Bivariate data with ridges: two-dimensional smoothing of mortality rates

Alexander Dokumentov, Rob J Hyndman


In this article we explore some bivariate smoothing methods with partial differential regularizations designed to handle smooth bivariate surfaces with occasional ridges. We apply our technique to smoothing mortality rates.

Mortality rates are typically smoothed over two dimensions: age and time. Occasional ridges occur due to period effects (e.g., deaths due to wars and epidemics) and cohort effects (e.g., the effects of wars and epidemics on the survivors).

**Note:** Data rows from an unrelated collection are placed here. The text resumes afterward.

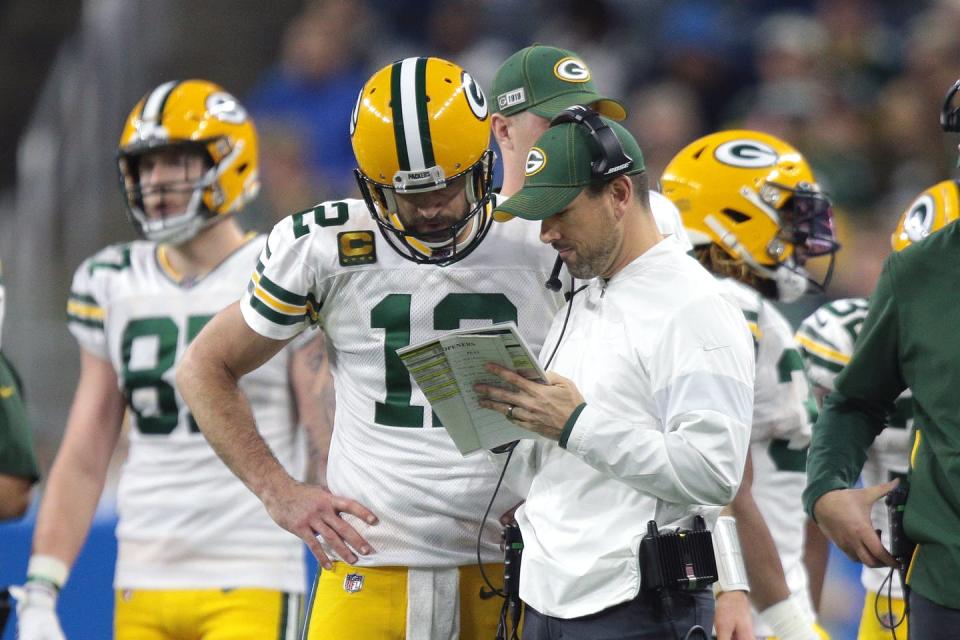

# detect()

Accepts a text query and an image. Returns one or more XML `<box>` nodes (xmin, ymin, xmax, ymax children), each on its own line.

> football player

<box><xmin>796</xmin><ymin>180</ymin><xmax>960</xmax><ymax>640</ymax></box>
<box><xmin>17</xmin><ymin>80</ymin><xmax>324</xmax><ymax>640</ymax></box>
<box><xmin>661</xmin><ymin>131</ymin><xmax>838</xmax><ymax>640</ymax></box>
<box><xmin>178</xmin><ymin>57</ymin><xmax>562</xmax><ymax>640</ymax></box>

We propose three new practical methods of smoothing mortality rates over age and time. The first method uses bivariate thin plate splines. The second uses a similar procedure but with lasso-type regularization. The third method also uses bivariate lasso-type regularization, but allows for both period and cohort effects. In these smoothing methods, the {logarithms of} mortality rates are modelled as the sum of four components: a smooth bivariate function of age and time, smooth one-dimensional cohort effects, smooth one-dimensional period effects and random errors. Cross validation is used to compare these new smoothing methods with existing approaches.

Although our methods are designed to smooth logarithms of mortality rates, they are generic enough to be applied to any bivariate data with occasional ridges.

Keywords: Bivariate data, nonparametric smoothing, mortality rates, graduation, cohort effects, period effects.